The Directorate General of Trade Remedies (DGTR) has recently imposed anti-dumping duties on several industries to counter unfair pricing and support the local crane industry. One of the industries added to the list is cranes. Let’s take a closer look at this development here.
According to sources, the Directorate General of Trade Remedies has imposed anti-dumping duties on imports from certain countries, aiming to support key players in India’s construction equipment and agricultural machinery sectors. However, the overall effect will depend on factors like the exact duty rates, how foreign manufacturers respond, and demand trends within India’s construction and infrastructure markets.
Benefits of Anti-Dumping Duties?
- Protect Against Unfair Competition: They prevent foreign manufacturers from selling products at artificially low prices, which can hurt domestic businesses.
- Support Local Manufacturing: With reduced price pressure from imports, Indian companies can increase production and expand operations.
- Improve Profit Margins: Domestic firms can maintain healthier pricing and margins without being undercut by cheaper imports.
- Encourage Investment: A more stable and fair market environment attracts more investments in R&D, technology, and infrastructure.
- Boost Employment: As Indian manufacturers grow, they generate more jobs across production, supply chain, and related sectors.
- Promote Make-in-India Initiative: These duties align with the government’s push to encourage local manufacturing and reduce import dependency.
Here are the stocks to look out for
Action Construction Equipment Ltd
ACE is a leading Indian manufacturer of construction and material handling equipment, including cranes, forklifts, loaders, and agricultural machinery. With a dominant position in the domestic crane market, ACE plays a crucial role in infrastructure and industrial development across India. The anti-dumping duties on imported cranes will reduce pricing pressure from foreign competitors, allowing ACE to strengthen its market share and improve profit margins. The company is the world’s largest Pick & Carry cranes manufacturer with over 63% market share in the Mobile cranes segment in the country.

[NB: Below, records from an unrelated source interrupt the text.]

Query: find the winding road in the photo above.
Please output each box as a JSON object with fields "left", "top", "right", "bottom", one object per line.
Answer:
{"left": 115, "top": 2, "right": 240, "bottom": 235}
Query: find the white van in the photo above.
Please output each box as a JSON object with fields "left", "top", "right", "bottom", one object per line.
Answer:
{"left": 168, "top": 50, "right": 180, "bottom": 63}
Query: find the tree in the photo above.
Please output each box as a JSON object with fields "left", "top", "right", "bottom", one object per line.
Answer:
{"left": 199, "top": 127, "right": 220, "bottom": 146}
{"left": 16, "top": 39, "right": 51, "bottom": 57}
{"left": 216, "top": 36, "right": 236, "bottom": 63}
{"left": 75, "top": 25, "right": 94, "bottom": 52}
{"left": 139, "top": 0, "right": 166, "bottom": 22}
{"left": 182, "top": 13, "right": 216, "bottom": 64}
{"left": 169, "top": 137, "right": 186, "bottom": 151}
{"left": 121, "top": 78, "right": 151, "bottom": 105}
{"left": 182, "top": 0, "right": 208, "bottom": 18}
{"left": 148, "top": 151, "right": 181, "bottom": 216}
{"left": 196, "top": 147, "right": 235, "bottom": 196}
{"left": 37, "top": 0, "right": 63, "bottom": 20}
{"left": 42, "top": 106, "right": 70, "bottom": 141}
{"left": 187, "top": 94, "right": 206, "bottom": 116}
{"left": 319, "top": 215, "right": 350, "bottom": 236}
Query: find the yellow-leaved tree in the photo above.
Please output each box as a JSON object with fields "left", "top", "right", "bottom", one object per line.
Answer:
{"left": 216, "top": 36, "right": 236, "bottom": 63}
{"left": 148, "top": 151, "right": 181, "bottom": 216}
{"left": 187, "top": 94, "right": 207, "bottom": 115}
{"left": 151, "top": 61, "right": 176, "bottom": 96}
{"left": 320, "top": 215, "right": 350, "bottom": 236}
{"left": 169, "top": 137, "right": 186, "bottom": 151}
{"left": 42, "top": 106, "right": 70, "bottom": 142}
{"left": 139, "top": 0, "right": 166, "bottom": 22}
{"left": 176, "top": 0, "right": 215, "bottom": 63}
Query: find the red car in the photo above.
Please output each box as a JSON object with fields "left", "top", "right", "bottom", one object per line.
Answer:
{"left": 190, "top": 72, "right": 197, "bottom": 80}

The company shows strong financial performance with a ROCE of 40.1% and ROE of 28.6%. Its stock trades at a P/E of 32.6, lower than the industry average of 37.6. It has delivered impressive profit growth of 51.1% CAGR over the last 5 years and maintains a solid 3-year average ROE of 26.8%.
The company’s revenue declined by 11.19 percent from Rs. 734 crore to Rs. 652 crore in Q1FY25-26. Meanwhile, the Net profit rose from Rs. 84 crore to Rs. 98 crore during the same period.
Escorts Kubota Ltd
Escorts Kubota Ltd is a key player in the Indian agricultural and construction machinery space, known for its advanced tractors, engines, and construction equipment. The company combines Escorts’ strong domestic legacy with Kubota’s global technology expertise. The duties will support Escorts Kubota’s crane and construction equipment segment by reducing cheaper imports, enhancing demand for locally manufactured equipment, and promoting growth under the Make-in-India initiative.
The company has a low debt-to-equity ratio of 0.01, showing strong financial stability. Its stock trades at a P/E of 34.7, slightly below the industry average of 38.9. It has delivered solid profit growth of 21.5% CAGR over the last 5 years and maintains a healthy dividend payout of 19.2%.
The company’s revenue declined by 2.86 percent from Rs. 2,574 crore to Rs. 2,500 crore in Q1FY25-26. Meanwhile, the Net profit rose from Rs. 302 crore to Rs. 1,397crore during the same period.